Net als voor burgers en hun organisaties op nationaal niveau geldt voor staten en hun organisaties op internationaal niveau, dat tussen hun dromen en daden niet alleen praktische bezwaren staan maar ook wetten. Dat zij als soevereine staten daaraan zelf hun goedkeuring hebben gegeven, geeft hun niet het recht om zich aan de handhaving te onttrekken als hun dat beter uitkomt met een beroep op die soevereiniteit. Dat is niet alleen de mening van juristen maar blijkt ook uit verdragen, resoluties en uitspraken van zowel internationale als nationale rechterlijke instanties.
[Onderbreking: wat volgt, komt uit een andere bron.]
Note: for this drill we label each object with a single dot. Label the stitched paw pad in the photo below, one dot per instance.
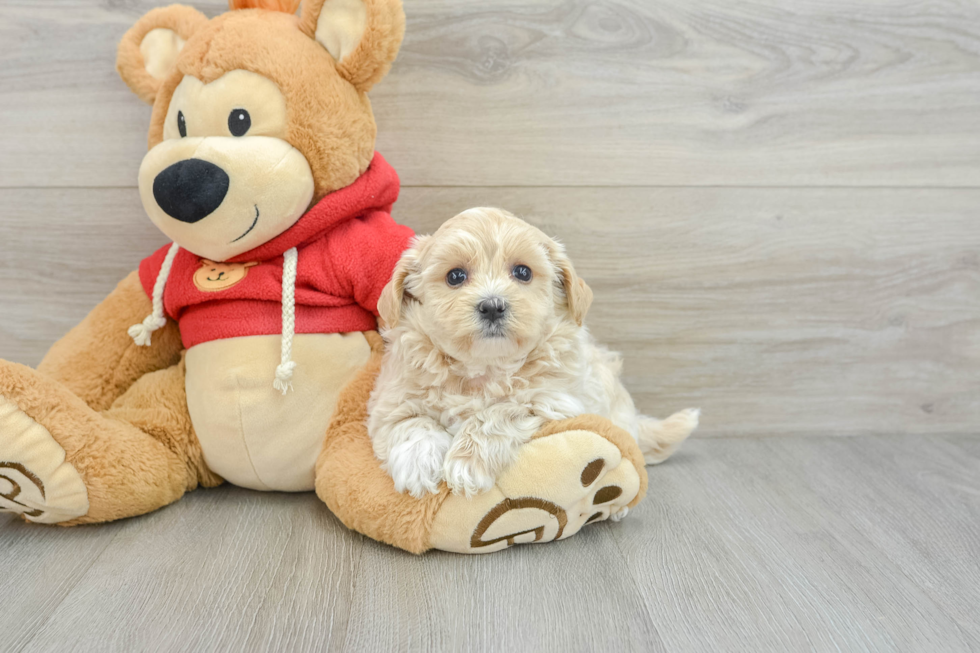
(35, 479)
(558, 484)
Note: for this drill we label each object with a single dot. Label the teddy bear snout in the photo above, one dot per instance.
(190, 190)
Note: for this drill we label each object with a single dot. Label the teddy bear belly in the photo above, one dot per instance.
(251, 434)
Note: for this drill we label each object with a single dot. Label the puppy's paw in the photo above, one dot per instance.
(416, 467)
(467, 474)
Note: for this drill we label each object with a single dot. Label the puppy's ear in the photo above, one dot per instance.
(578, 295)
(393, 296)
(363, 36)
(148, 51)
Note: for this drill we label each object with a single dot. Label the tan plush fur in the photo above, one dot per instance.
(119, 411)
(364, 497)
(350, 482)
(372, 58)
(330, 117)
(138, 456)
(98, 361)
(185, 21)
(458, 394)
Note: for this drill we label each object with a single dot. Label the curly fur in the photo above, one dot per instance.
(455, 397)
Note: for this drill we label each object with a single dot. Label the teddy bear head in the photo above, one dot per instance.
(258, 113)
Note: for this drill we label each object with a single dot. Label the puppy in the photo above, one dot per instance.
(485, 343)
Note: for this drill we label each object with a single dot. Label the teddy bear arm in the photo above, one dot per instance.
(98, 360)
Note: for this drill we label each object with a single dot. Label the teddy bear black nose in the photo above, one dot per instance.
(190, 190)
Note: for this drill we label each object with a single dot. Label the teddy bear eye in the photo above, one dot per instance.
(239, 122)
(456, 276)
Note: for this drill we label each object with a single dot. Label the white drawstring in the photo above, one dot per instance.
(284, 373)
(140, 333)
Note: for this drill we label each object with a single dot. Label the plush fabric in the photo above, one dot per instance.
(135, 457)
(98, 361)
(548, 494)
(229, 392)
(132, 67)
(105, 429)
(347, 244)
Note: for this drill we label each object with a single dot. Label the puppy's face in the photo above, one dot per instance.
(486, 286)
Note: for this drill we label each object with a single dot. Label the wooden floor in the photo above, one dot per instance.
(774, 544)
(778, 208)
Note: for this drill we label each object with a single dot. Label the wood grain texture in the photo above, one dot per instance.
(623, 92)
(778, 311)
(822, 544)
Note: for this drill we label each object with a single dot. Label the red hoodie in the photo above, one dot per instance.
(347, 247)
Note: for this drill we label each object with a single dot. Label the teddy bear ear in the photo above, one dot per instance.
(148, 51)
(363, 36)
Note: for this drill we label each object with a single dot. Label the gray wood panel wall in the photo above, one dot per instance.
(778, 206)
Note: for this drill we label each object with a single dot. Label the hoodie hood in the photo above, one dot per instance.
(375, 190)
(322, 275)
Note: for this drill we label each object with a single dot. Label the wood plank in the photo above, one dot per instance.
(753, 545)
(579, 595)
(778, 311)
(39, 567)
(865, 543)
(225, 569)
(549, 92)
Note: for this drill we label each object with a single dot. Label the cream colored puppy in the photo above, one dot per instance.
(485, 343)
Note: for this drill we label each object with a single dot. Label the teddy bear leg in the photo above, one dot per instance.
(63, 462)
(98, 361)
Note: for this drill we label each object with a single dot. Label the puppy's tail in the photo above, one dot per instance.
(659, 438)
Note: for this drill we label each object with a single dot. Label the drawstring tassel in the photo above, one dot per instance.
(140, 333)
(284, 372)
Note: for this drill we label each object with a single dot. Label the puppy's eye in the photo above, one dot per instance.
(522, 273)
(239, 122)
(456, 276)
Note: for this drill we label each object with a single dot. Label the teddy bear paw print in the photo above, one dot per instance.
(559, 483)
(35, 479)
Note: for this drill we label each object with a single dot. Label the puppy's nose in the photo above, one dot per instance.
(190, 190)
(492, 309)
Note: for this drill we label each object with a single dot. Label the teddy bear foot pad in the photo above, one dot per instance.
(526, 507)
(35, 479)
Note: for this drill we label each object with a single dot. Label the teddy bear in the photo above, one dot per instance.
(245, 351)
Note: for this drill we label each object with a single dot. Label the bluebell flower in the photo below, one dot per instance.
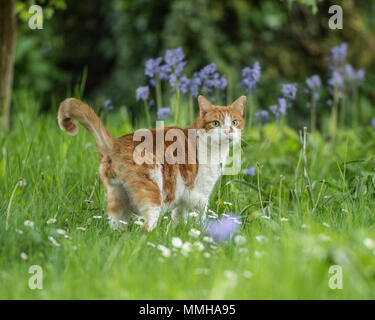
(250, 171)
(250, 77)
(223, 228)
(143, 93)
(373, 123)
(108, 105)
(314, 82)
(262, 116)
(184, 84)
(163, 113)
(289, 91)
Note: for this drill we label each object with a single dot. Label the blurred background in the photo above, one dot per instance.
(105, 43)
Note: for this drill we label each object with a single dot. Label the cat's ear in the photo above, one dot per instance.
(204, 105)
(239, 104)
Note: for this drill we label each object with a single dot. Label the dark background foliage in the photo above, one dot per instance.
(112, 39)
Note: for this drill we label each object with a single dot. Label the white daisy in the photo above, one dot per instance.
(28, 223)
(177, 242)
(194, 233)
(50, 221)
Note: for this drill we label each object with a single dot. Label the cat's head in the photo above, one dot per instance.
(221, 122)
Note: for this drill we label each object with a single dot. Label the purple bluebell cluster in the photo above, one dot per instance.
(163, 113)
(108, 105)
(250, 77)
(262, 116)
(249, 171)
(223, 228)
(143, 93)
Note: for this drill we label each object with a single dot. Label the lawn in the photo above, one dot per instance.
(321, 214)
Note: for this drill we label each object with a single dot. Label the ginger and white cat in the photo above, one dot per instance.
(161, 183)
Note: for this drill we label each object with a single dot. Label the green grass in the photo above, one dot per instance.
(291, 263)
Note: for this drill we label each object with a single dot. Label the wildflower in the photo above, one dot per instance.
(163, 113)
(108, 105)
(54, 242)
(262, 116)
(194, 233)
(289, 91)
(143, 93)
(199, 245)
(194, 214)
(61, 231)
(373, 123)
(222, 228)
(369, 243)
(139, 223)
(184, 84)
(50, 221)
(230, 275)
(250, 171)
(28, 223)
(239, 239)
(177, 242)
(250, 77)
(24, 256)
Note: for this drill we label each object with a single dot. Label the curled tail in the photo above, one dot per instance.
(74, 109)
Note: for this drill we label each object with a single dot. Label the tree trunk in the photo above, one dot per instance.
(7, 48)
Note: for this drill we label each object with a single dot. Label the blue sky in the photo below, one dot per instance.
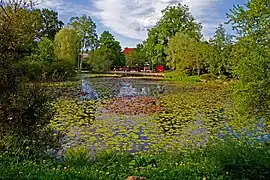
(128, 20)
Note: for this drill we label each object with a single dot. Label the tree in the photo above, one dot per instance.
(86, 31)
(66, 45)
(24, 112)
(50, 24)
(176, 18)
(45, 50)
(219, 61)
(108, 41)
(184, 53)
(136, 58)
(252, 54)
(100, 60)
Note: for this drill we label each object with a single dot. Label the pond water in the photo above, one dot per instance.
(126, 117)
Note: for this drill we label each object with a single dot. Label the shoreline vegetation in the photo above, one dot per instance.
(207, 118)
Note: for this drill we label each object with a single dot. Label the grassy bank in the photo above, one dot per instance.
(223, 160)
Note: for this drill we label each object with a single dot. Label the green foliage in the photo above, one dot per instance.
(100, 60)
(136, 58)
(219, 160)
(252, 57)
(77, 156)
(175, 19)
(107, 41)
(66, 45)
(86, 32)
(178, 76)
(185, 53)
(50, 24)
(219, 60)
(45, 50)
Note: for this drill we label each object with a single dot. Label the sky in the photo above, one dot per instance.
(128, 20)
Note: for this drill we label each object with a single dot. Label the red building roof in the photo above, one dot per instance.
(127, 51)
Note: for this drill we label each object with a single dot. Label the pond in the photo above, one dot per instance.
(136, 115)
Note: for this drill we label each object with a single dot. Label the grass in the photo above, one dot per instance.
(224, 160)
(175, 76)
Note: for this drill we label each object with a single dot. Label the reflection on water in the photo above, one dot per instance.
(127, 90)
(87, 93)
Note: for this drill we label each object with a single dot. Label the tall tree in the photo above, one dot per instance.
(86, 31)
(184, 53)
(100, 60)
(176, 18)
(219, 61)
(108, 41)
(50, 24)
(66, 45)
(252, 54)
(136, 58)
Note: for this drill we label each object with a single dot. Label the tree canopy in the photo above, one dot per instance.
(86, 31)
(176, 18)
(66, 45)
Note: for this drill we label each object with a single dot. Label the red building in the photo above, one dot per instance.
(127, 51)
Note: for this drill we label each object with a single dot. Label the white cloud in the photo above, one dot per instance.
(65, 8)
(131, 18)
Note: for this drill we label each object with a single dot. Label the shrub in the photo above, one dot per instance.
(208, 77)
(77, 156)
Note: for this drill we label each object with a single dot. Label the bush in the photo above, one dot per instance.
(24, 120)
(60, 70)
(208, 77)
(176, 76)
(231, 159)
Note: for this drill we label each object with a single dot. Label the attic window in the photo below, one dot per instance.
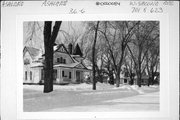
(61, 60)
(64, 61)
(58, 60)
(26, 61)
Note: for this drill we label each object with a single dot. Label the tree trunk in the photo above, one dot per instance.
(48, 65)
(139, 80)
(49, 39)
(93, 57)
(48, 82)
(117, 80)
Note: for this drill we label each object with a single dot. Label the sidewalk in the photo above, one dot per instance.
(145, 102)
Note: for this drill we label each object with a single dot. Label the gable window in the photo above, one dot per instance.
(69, 75)
(61, 60)
(30, 75)
(64, 61)
(25, 75)
(58, 60)
(63, 73)
(42, 74)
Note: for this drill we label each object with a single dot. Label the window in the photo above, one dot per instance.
(54, 74)
(58, 60)
(42, 74)
(125, 80)
(63, 73)
(64, 61)
(69, 75)
(30, 75)
(61, 60)
(25, 75)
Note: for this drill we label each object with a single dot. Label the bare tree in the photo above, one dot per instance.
(93, 55)
(117, 36)
(140, 46)
(49, 40)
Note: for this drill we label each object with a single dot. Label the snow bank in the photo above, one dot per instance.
(99, 86)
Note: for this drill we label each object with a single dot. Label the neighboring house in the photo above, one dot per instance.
(68, 65)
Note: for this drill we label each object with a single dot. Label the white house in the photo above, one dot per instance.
(68, 65)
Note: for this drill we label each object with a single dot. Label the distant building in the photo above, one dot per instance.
(68, 65)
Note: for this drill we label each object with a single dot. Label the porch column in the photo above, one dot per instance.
(74, 75)
(60, 75)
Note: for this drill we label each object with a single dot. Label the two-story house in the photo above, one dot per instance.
(68, 65)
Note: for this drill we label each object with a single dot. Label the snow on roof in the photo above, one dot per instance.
(38, 64)
(67, 65)
(34, 52)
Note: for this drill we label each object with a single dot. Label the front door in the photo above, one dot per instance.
(77, 76)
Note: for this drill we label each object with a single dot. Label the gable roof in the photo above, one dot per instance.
(34, 52)
(61, 48)
(77, 50)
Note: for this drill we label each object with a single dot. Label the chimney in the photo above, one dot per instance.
(70, 48)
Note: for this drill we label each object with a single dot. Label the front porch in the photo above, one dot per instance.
(67, 75)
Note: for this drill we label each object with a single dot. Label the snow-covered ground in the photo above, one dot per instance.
(81, 97)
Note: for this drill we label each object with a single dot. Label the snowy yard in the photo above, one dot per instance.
(81, 98)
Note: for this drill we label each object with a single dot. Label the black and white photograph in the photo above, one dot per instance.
(91, 66)
(89, 60)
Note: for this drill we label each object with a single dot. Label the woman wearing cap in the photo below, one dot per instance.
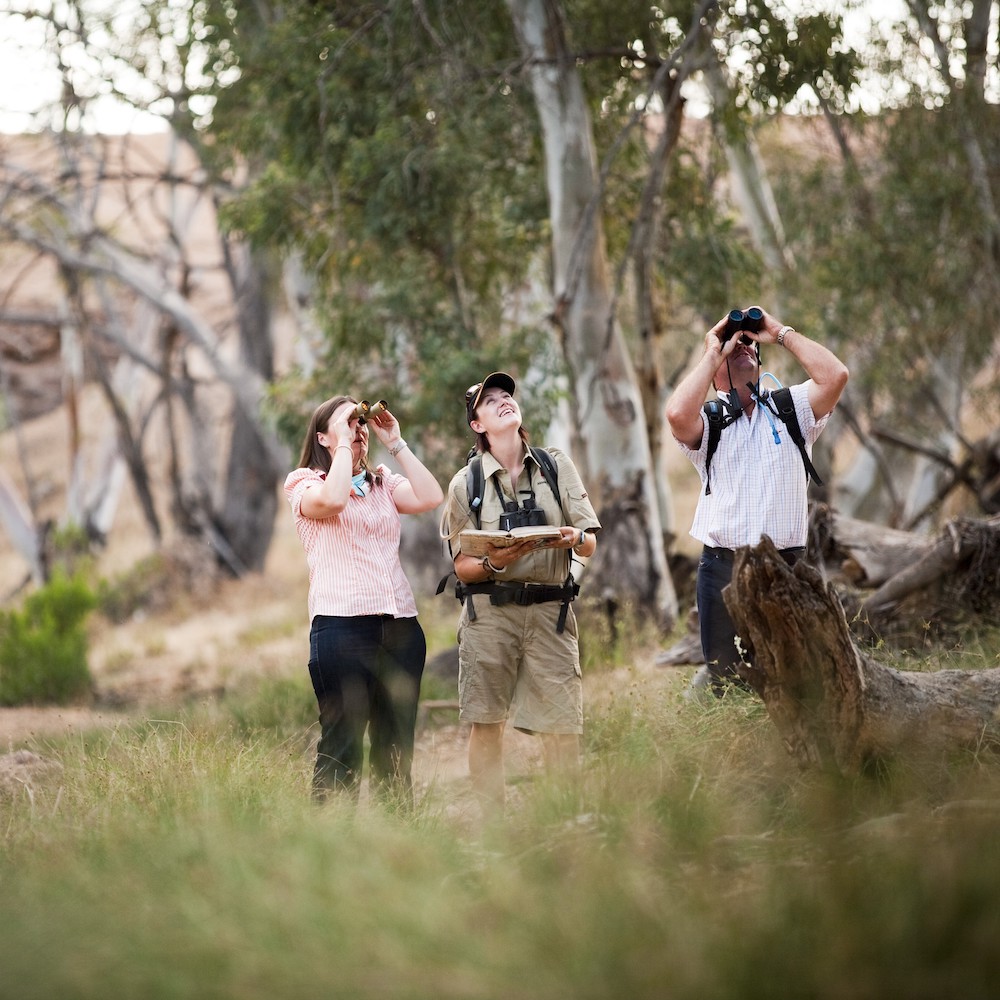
(518, 652)
(366, 647)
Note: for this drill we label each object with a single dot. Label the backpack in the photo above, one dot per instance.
(475, 485)
(778, 402)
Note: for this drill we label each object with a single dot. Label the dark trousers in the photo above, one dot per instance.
(366, 674)
(718, 633)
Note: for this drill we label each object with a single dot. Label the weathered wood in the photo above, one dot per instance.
(834, 707)
(959, 567)
(864, 553)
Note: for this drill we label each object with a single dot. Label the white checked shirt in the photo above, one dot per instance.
(758, 487)
(353, 556)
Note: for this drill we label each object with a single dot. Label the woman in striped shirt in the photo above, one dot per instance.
(366, 647)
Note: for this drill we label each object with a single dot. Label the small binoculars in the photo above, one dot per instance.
(364, 411)
(528, 515)
(739, 320)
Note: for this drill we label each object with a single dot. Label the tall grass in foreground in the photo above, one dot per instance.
(183, 859)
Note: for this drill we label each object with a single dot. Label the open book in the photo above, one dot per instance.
(475, 541)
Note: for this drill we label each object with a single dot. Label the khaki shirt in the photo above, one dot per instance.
(546, 566)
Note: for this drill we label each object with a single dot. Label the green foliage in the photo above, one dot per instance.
(43, 645)
(183, 858)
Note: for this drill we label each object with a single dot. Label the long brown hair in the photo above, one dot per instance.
(314, 455)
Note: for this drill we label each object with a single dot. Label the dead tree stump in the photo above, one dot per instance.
(834, 707)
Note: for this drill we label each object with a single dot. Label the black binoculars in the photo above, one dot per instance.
(739, 320)
(529, 515)
(364, 411)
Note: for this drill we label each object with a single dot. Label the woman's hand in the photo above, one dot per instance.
(386, 428)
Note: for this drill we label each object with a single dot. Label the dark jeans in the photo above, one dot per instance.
(718, 633)
(366, 674)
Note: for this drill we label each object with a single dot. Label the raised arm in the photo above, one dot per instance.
(827, 373)
(683, 410)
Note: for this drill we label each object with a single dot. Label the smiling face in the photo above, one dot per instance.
(497, 411)
(742, 366)
(329, 436)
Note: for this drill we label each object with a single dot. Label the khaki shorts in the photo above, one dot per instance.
(514, 664)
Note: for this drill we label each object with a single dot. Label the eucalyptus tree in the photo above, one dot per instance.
(902, 243)
(115, 232)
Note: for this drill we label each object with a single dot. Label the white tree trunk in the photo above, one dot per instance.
(613, 451)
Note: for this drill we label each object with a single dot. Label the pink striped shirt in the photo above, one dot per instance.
(353, 556)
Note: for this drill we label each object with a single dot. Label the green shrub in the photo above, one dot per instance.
(43, 645)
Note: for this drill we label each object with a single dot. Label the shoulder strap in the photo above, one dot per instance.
(785, 409)
(475, 481)
(548, 466)
(474, 488)
(714, 415)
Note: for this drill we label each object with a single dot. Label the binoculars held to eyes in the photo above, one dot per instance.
(739, 320)
(364, 411)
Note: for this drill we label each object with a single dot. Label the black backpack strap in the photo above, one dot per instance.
(548, 466)
(714, 416)
(785, 408)
(475, 487)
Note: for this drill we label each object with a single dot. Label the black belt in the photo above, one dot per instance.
(522, 594)
(790, 555)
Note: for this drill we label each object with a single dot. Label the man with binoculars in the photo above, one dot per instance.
(756, 485)
(518, 650)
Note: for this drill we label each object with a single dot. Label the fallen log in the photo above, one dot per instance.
(955, 571)
(834, 707)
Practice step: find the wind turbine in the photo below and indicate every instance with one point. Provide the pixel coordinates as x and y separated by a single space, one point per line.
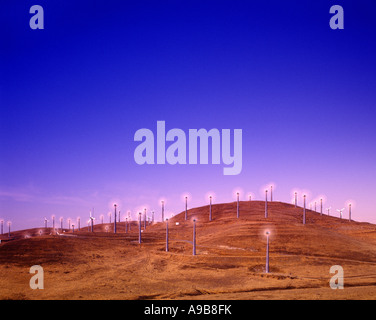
266 203
340 212
349 211
92 222
210 212
162 202
115 205
304 209
237 204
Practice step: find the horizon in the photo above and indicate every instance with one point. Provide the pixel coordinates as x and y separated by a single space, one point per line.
74 94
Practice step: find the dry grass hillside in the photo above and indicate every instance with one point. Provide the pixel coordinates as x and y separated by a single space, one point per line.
230 260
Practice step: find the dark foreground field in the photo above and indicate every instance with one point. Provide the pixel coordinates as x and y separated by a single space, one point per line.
229 264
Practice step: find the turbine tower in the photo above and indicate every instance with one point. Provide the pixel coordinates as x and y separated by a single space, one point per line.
92 222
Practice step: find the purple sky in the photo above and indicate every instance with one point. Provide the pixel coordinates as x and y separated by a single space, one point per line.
73 95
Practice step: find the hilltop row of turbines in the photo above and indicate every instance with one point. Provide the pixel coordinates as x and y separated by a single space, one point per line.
150 219
117 218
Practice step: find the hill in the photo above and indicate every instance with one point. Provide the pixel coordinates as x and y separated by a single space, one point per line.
230 260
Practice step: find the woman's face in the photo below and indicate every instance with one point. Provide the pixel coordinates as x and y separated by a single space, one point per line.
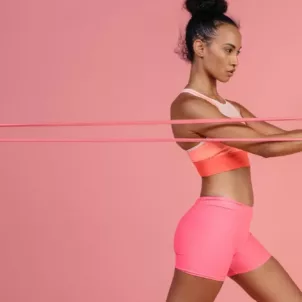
220 56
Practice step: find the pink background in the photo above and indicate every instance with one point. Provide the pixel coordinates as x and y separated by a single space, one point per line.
95 222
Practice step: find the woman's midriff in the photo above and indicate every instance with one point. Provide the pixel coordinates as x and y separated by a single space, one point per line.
235 184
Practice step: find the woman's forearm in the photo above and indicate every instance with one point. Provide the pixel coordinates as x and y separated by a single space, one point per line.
276 149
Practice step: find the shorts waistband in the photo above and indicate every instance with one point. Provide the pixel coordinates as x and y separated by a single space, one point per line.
222 201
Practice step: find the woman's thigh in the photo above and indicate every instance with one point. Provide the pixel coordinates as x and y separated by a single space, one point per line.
189 288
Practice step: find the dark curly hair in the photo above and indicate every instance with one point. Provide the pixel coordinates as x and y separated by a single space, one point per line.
206 17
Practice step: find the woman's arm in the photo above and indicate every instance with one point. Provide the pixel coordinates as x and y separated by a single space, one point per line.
196 108
261 127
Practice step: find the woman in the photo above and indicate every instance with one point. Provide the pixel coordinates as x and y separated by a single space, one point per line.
212 239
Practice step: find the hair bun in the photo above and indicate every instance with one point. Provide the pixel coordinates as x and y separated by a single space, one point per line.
206 7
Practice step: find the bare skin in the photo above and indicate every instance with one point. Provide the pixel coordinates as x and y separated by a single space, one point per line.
270 282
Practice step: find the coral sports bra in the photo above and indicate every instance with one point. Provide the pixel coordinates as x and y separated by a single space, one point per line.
212 158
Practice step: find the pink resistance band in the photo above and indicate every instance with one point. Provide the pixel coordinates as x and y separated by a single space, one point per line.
151 140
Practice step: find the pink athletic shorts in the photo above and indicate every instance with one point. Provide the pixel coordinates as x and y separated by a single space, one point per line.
213 240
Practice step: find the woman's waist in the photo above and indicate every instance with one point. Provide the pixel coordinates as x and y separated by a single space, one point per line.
236 185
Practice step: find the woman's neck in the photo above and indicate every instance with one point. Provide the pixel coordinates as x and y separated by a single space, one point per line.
200 81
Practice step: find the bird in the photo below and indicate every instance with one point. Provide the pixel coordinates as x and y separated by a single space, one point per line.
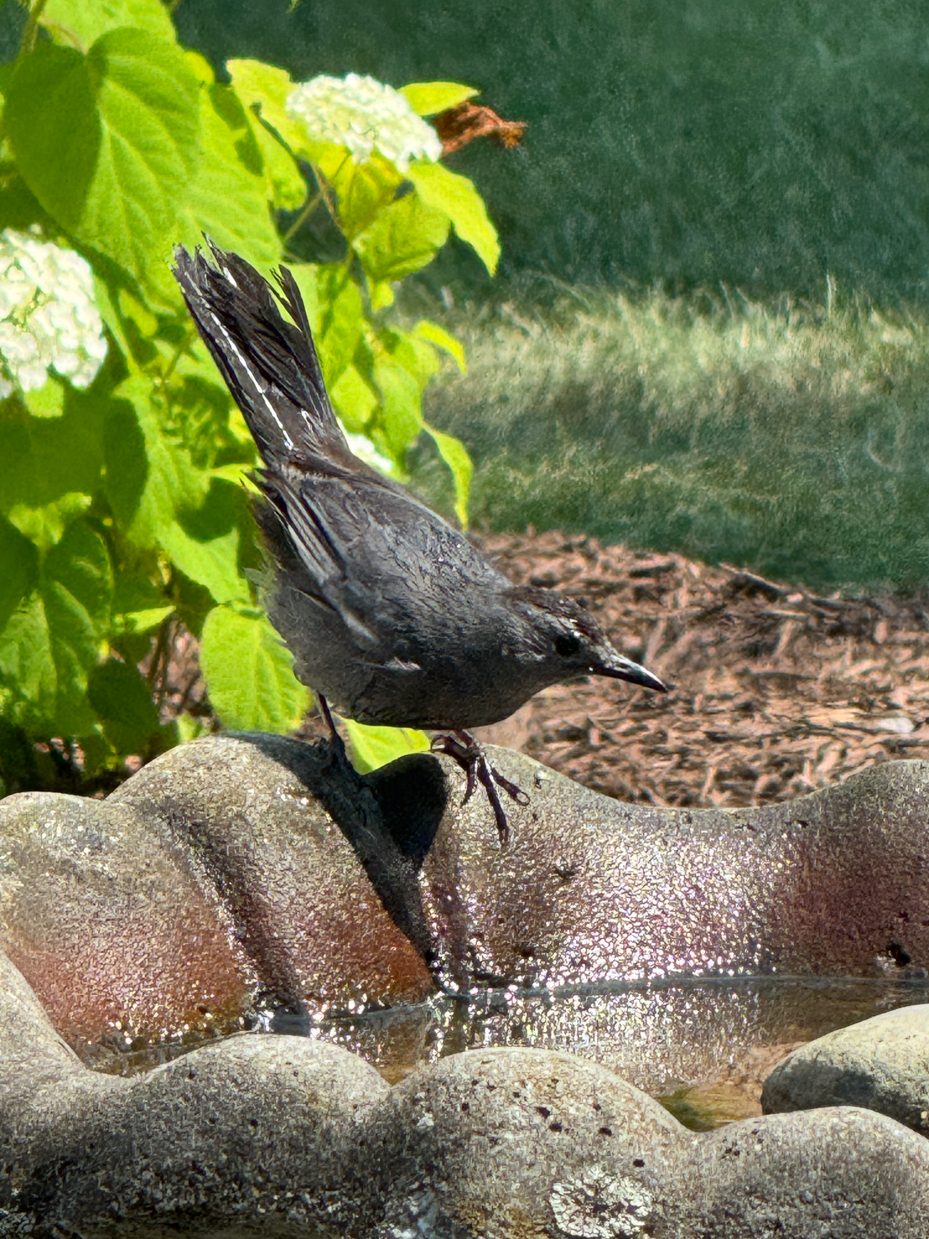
394 617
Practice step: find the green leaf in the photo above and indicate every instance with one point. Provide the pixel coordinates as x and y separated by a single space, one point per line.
307 280
455 455
340 320
46 459
47 400
353 400
87 20
440 337
457 197
138 605
27 668
284 181
45 523
78 569
19 569
401 402
373 747
427 98
249 673
120 698
211 563
108 141
161 499
149 477
224 198
363 190
404 238
266 87
50 644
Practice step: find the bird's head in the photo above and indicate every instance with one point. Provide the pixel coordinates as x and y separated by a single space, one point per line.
570 642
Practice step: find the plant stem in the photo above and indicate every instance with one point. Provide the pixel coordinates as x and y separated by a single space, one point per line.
31 30
302 217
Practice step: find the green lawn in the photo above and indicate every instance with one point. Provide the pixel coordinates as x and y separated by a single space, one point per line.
792 437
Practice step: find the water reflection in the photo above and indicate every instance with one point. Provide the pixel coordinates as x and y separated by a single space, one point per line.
702 1046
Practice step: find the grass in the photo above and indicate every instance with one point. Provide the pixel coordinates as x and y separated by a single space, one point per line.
788 436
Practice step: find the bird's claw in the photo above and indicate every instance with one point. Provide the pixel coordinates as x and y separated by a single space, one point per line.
470 755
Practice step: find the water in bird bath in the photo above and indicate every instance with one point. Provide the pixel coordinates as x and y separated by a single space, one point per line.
701 1045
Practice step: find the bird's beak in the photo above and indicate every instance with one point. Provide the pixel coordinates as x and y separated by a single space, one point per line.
619 668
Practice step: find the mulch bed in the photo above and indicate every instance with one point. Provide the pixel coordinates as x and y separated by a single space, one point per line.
776 690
The MPEPIL besteedt in tal van artikelen aandacht aan terrorisme ter land, ter zee en in de lucht.[26] In het algemene artikel over terrorisme gaat Christian Walter in op het VR sancties-regime tegen terroristen en hun supporters, het recht op zelfverdediging tegen terroristische aanvallen, terroristen als illegale vijandelijke strijders en het doelgericht doden van terroristen (‘targeted killings).[27] Zijn conclusie is dat door het niet-statelijke karakter van terrorisme internationaal recht met betrekking tot het gebruik van geweld slechts deel-antwoorden geeft op de uitdagingen van internationaal terrorisme. Daarom staan de volkenrechtelijke theorie en praktijk voor de zware taak de effectiviteit van de strijd tegen terrorisme en terroristen te combineren met behoud van de regels over het gebruik van geweld in internationale betrekkingen bij de bescherming van mensenrechten.[28] Dat is de insteek van de omvangrijke dissertatie van de Schotse mensenrecht juriste Helen Duffy The ‘War on Terror’ and International Law, waarop zij 18 december 2013 aan de Universiteit Leiden bij Nico Schrijver is gepromoveerd.[29] Haar studie richt de schijnwerper op de rol van internationaal mensenrechtenrecht bij sancties tegen personen en bedrijven in opdracht van de VR ter voorkoming van terroristische aanslagen en bij de berechting van verdachten van terrorisme door nationale, regionale en internationale gerechtelijke instanties.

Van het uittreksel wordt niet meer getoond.